Je me suis réveillé en sursaut. La marionnette avait glissé de ma main et, en tombant, la tête s’était brisée en plusieurs morceaux.

Je ne sais pas si ce qu’il m’a conté est la pure vérité et si je ne suis pas dans un « delirium qui n’a rien de très mince », mais je crois m’être souvenu de tout et je l’ai retranscrit de mon mieux. Dans tous les cas, ce bouffon m’inspire le respect plus qu’aucun autre pantin politique ou artistique qui s’agite sur les écrans des diverses chaînes de télé.

Je vous remercie du plus profond de moi-même, messire Triboulet.
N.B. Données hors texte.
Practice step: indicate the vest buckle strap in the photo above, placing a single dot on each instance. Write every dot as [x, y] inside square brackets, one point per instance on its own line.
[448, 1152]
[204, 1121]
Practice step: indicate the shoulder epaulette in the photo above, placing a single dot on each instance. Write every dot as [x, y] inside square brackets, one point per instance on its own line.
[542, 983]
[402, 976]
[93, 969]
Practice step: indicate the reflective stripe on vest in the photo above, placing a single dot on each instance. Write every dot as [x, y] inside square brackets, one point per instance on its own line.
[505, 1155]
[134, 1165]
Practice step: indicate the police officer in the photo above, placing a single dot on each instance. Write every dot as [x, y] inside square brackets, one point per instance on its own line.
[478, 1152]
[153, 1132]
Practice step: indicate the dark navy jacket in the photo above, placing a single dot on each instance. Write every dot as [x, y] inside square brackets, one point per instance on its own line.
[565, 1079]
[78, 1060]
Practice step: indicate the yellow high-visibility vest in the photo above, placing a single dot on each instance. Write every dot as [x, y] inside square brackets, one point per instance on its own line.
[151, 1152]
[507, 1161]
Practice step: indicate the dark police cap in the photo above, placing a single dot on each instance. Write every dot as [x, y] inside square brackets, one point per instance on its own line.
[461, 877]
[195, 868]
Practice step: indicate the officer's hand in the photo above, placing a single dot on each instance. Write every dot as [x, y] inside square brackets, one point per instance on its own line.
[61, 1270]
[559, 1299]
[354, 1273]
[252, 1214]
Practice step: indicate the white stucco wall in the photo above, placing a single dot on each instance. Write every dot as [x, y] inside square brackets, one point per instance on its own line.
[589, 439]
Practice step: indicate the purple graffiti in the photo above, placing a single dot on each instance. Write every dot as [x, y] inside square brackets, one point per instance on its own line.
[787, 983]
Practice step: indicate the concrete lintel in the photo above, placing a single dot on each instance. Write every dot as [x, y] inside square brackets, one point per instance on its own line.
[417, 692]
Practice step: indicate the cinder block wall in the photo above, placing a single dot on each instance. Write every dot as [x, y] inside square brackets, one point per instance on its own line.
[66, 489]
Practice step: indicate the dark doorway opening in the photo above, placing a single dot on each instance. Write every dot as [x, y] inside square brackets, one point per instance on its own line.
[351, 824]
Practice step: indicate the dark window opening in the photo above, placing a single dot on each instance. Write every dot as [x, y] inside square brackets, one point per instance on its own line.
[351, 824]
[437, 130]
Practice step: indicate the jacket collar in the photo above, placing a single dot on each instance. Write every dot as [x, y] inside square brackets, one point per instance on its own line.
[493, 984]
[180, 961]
Vous resterez pour moi (pardon, mesdames !) la plus belle de mes nuits. Cela tombe très bien, je n’ai plus l’intention d’en vivre d’autres. Voici le moment venu de mettre à exécution une décision mûrement réfléchie. Je vais doucement me laisser glisser dans la nuit éternelle. N’ayant pas une fiole de matrone, je me contente d’une boîte entière de barbituriques que je vais avaler. Mélangée avec les deux bouteilles de Bowmore, l’effet va être radical.
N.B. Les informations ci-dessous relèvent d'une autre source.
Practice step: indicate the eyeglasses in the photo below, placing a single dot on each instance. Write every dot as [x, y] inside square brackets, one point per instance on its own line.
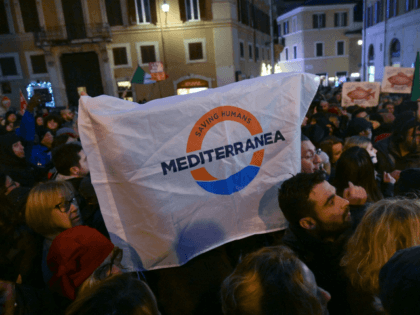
[65, 205]
[311, 155]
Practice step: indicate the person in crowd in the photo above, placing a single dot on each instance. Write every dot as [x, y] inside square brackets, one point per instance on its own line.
[310, 160]
[408, 185]
[71, 163]
[52, 123]
[402, 149]
[388, 226]
[359, 127]
[399, 283]
[51, 208]
[79, 258]
[273, 280]
[320, 223]
[119, 294]
[67, 116]
[355, 165]
[14, 164]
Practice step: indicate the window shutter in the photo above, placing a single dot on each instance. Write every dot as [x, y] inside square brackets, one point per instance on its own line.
[315, 21]
[132, 14]
[205, 10]
[182, 11]
[153, 14]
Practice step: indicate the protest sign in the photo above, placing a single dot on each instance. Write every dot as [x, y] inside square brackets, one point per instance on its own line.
[182, 175]
[360, 93]
[397, 80]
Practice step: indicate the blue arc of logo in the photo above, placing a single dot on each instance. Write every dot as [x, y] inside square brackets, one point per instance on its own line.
[232, 184]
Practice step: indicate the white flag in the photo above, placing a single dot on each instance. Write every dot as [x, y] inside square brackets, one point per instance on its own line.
[182, 175]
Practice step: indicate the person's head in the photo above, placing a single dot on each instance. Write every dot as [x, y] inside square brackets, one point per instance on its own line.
[359, 127]
[52, 122]
[273, 281]
[39, 120]
[79, 258]
[310, 202]
[355, 165]
[363, 142]
[387, 226]
[408, 184]
[10, 117]
[399, 282]
[310, 161]
[389, 107]
[406, 131]
[70, 160]
[116, 295]
[11, 147]
[333, 146]
[52, 208]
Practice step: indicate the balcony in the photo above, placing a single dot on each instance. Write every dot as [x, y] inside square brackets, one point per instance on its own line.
[73, 34]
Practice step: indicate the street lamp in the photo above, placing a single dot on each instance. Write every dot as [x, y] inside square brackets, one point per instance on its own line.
[165, 6]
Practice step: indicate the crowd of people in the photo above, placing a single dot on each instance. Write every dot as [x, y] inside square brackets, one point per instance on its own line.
[352, 245]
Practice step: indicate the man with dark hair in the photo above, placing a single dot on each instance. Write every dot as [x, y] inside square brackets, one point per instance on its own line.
[402, 149]
[70, 161]
[273, 280]
[310, 160]
[320, 223]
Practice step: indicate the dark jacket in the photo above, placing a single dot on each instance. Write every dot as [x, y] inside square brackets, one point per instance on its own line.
[390, 159]
[323, 259]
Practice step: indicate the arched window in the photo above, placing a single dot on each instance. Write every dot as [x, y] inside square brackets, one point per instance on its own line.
[371, 64]
[394, 52]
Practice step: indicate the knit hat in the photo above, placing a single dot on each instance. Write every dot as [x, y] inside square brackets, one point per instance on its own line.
[67, 131]
[399, 282]
[73, 256]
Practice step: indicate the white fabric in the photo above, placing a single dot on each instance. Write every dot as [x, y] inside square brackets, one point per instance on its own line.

Je ne pouvais pas rendre un plus bel hommage au sieur Triboulet que celui de choisir la même mort que lui.

Je pars vous rejoindre, mon cher homonyme ! Quelle meilleure compagnie que la vôtre ?

Au moment où j’ouvre le tube et m’apprête à vider son contenu au fond de ma gorge, mon portable, que je croyais déchargé, se met à vibrer avec insistance. Quand on a envie de décrocher de la vie, a-t-on envie de décrocher son téléphone ? Surtout quand le numéro est masqué ! Geste machinal ou signe du destin ? Allez savoir.

« Oui ?

— C’est toi, Alain ?

— Pour peu de temps encore, oui.

— C’est Christian, ton agent !

— Je t’avais reconnu.

— Tu as le rôle !

— Quel rôle ?

— Les essais que tu as passés la semaine dernière pour le film de Gaël Le Bornec. C’est toi qui as été choisi.

— Tu plaisantes ?

— Jamais dans le travail. Tu pars dans un mois en Roumanie pour douze semaines de tournage. Ton premier rôle dramatique. Qu’est-ce que tu en dis ?

— Que ça ne pouvait pas mieux tomber. »

La batterie à bout de souffle interrompt la conversation. Je reste hébété, assis sur le bord du lit. Je regarde la marionnette qui gît par terre devant moi. Je la prends dans ma main, ayant ramassé les morceaux de la tête brisée que je recollerai soigneusement. Ce sera mon porte-bonheur pour le restant de mes jours. Ce cher Triboulet qui a changé ma vie et qui vient même de me changer ma mort.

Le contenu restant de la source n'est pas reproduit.